Interior designer Gera de Wet believes in finding the right balance by combining thought-provoking materials with good, functional design. She did just this when transforming Mont Blois wine estate’s new tasting room into a place for guests to sip and savour their award-winning offerings while taking in the breathtaking views.
Located in the picturesque Hoopsrivier area of the Robertson Wine Valley, Mont Blois is a sixth-generation owned wine estate. With a vision to transform the estate’s existing silos into a tasting room, the owners turned to Gera for help with the project.
Having studied graphic design in Stellenbosch and Renaissance Art and History in Italy, Gera moved on to the publishing industry. Here she worked for decor magazines such as VISI and ELLE Decoration, which paved the way for her to venture into interior design and decor styling.

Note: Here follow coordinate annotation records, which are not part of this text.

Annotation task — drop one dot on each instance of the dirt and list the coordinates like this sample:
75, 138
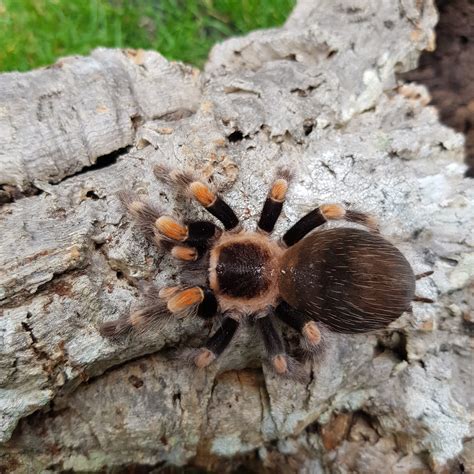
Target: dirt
448, 72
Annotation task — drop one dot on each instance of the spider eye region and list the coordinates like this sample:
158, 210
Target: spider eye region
243, 270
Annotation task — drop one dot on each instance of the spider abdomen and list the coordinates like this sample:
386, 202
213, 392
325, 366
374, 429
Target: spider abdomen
349, 279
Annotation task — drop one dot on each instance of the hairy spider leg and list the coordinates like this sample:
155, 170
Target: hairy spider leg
274, 201
320, 216
300, 322
159, 305
201, 192
273, 344
217, 343
190, 240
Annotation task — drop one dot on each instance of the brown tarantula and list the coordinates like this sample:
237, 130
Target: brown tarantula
348, 279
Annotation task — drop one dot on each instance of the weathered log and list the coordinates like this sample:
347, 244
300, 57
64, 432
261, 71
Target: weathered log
321, 94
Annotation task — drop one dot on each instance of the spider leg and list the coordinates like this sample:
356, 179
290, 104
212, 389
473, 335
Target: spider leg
273, 344
320, 216
161, 305
274, 202
217, 343
301, 323
190, 240
201, 192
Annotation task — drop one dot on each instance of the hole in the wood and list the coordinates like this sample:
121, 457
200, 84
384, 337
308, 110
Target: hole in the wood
308, 127
235, 136
92, 195
135, 381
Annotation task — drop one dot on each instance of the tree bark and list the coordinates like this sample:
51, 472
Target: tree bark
319, 94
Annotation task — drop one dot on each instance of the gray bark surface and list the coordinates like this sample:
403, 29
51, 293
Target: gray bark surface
320, 94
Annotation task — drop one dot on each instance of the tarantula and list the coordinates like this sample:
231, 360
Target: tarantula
348, 279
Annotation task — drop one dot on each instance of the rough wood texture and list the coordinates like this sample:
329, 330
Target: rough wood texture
319, 93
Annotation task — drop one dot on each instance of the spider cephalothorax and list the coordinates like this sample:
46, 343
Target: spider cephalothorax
348, 279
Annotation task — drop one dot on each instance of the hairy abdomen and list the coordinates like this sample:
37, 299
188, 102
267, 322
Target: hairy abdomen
349, 279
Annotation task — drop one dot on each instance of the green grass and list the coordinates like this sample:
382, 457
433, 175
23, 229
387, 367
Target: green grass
37, 32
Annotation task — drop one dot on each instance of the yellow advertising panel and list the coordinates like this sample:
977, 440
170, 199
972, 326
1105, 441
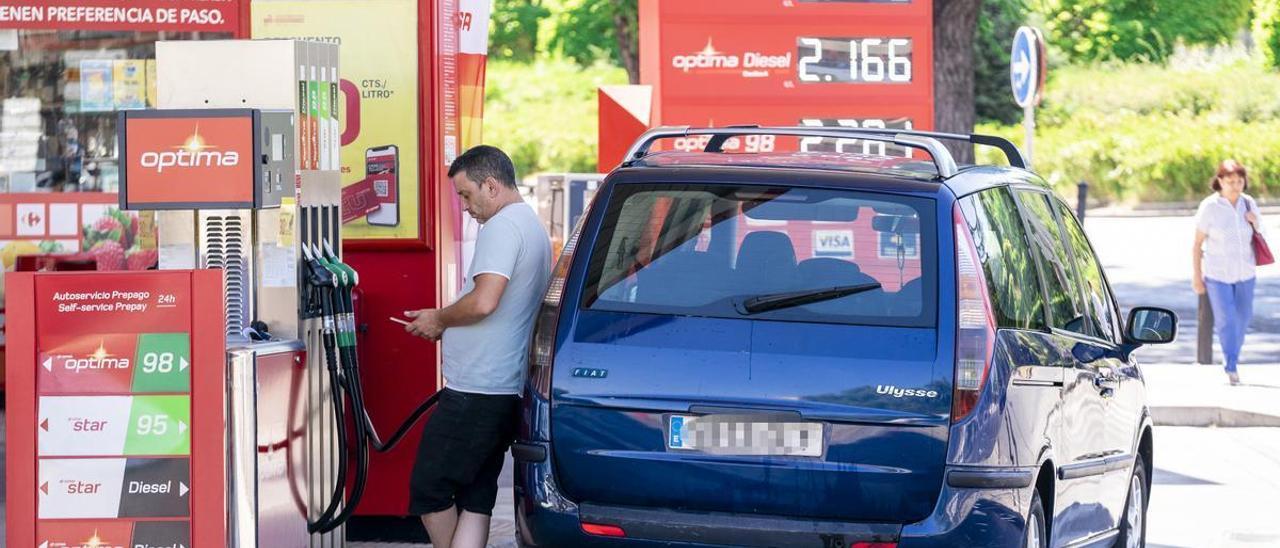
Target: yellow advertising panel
376, 100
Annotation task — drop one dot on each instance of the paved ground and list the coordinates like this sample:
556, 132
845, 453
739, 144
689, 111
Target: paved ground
1215, 487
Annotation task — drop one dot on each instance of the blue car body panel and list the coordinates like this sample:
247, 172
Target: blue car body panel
896, 464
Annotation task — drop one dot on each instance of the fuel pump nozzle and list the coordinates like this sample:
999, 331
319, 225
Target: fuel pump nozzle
339, 309
321, 284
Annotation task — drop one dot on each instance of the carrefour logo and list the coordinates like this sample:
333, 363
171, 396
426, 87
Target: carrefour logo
192, 154
752, 62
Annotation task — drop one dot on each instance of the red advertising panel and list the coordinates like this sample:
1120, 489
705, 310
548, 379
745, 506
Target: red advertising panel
115, 397
188, 159
179, 16
790, 63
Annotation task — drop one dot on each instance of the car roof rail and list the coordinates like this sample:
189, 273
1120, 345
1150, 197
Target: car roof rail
926, 141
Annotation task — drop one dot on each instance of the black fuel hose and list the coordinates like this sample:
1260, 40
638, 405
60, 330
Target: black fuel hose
328, 338
338, 305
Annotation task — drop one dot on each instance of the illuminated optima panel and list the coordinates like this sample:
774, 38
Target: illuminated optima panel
833, 63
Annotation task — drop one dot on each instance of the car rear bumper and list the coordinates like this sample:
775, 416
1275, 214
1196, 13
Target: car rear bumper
963, 516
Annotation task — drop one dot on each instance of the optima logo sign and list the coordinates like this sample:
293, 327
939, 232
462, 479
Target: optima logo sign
752, 62
192, 154
177, 159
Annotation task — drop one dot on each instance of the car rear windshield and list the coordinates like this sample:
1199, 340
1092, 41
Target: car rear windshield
709, 250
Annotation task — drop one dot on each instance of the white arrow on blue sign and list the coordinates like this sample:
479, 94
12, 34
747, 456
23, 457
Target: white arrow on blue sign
1024, 67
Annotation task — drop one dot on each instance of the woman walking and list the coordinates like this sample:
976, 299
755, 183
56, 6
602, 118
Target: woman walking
1223, 257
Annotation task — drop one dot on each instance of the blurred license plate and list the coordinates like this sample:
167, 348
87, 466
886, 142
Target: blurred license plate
744, 435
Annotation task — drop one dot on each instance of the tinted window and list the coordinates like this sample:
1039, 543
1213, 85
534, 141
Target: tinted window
1091, 273
704, 249
1011, 278
1066, 311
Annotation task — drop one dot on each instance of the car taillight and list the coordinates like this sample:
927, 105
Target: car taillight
543, 348
603, 530
976, 324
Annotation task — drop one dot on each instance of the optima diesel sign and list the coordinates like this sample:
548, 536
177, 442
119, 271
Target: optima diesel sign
188, 159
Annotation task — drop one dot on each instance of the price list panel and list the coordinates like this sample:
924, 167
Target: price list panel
114, 371
854, 63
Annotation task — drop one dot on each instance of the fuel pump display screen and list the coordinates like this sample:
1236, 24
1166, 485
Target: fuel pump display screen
867, 64
114, 406
105, 375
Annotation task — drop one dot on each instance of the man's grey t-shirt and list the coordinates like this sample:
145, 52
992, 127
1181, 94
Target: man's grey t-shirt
490, 356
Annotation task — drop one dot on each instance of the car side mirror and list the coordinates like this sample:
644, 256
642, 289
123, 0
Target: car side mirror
1151, 325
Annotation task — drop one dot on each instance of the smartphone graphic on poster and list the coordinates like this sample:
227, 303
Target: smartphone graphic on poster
382, 167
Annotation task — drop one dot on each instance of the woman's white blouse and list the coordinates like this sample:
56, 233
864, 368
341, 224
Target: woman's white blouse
1229, 246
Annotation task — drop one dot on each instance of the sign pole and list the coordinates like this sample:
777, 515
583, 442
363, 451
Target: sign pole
1029, 126
1027, 76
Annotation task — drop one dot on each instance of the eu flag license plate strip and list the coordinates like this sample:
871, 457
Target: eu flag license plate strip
745, 437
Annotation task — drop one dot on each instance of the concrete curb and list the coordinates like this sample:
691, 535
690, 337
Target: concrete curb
1210, 416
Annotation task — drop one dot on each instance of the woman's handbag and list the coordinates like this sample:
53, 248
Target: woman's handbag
1261, 251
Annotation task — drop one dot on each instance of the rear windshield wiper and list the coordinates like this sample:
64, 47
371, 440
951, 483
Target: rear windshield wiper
775, 301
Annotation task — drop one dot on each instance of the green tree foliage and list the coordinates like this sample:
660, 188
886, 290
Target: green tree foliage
1159, 140
1266, 30
543, 113
590, 31
1139, 30
513, 28
997, 23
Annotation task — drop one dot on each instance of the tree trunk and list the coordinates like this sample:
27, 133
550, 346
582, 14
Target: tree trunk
624, 28
954, 26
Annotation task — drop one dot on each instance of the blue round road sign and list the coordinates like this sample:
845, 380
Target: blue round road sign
1025, 64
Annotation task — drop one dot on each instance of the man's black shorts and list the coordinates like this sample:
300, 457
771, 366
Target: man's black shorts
461, 453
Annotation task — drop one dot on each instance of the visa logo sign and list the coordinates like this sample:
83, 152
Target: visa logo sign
833, 243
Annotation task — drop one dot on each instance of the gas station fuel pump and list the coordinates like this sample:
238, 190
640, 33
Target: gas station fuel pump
292, 360
242, 173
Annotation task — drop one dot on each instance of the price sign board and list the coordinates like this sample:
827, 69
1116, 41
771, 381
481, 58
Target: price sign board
835, 63
115, 400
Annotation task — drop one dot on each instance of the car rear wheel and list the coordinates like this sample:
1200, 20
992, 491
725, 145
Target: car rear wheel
1133, 528
1036, 537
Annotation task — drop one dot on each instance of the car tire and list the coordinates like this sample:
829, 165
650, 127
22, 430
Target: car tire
1036, 530
1133, 521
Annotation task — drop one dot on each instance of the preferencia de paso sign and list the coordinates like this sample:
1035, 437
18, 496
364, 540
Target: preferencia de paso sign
178, 159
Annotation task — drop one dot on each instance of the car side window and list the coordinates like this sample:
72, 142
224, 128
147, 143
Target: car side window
1095, 284
1066, 309
1000, 238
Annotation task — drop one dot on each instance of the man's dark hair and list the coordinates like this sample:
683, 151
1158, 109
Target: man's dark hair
483, 161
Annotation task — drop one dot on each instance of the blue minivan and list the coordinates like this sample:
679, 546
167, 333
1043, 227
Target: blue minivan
827, 348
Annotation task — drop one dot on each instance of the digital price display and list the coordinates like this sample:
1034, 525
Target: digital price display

Gera describes her style as a mix of unruffled details with contemporary surprises, topped off with elements of classic luxury. Design longevity is the main aim of the pieces she puts together. She also admits to having the innate ability to collect and curate life’s simplest objects and says she’s been able to do so since she was a child.
When Mont Blois entrusted her with their tasting room project, Gera just knew that the end result had to tell the story of the farm. And tell a story, it certainly does. The silos were built in 1947 by Italian prisoners of war and were used to store feed for animals. The brief from the owners, Ernst and Nina-Mari Bruwer, was to renovate the silos into a tasting room while respecting the heritage of the sight. With this in mind, Gera left the original walls unpainted and kept the original ceiling with its wooden beams intact. Two existing feeding cribs were converted into a bench and washing bay. The tasting room colour palette is symbolic of the grapes grown on the estate – Gera incorporated sage green to symbolise the white grapes, violet to represent the red varietals, and touches of polished brass to portray the colour of Muscadel.
Seating is one of the most important elements of a tasting room. On her quest to find the ideal chair, she looked for pieces that were as functional as they were beautiful. Gera envisioned seating that was padded, sturdy and had armrests so that guests could linger over their tastings in comfort. She found what she was looking for in Woodbender’s Kariba and Riga. Upholstered in a brilliant violet fabric, the chairs add a pop of colour to the space and complement the muted tones of a large painted mural and raw walls.
When asked if she would purchase form Woodbender again, Gera had this to say “After project Mont Blois, I already purchased items from Woodbender for a next project”.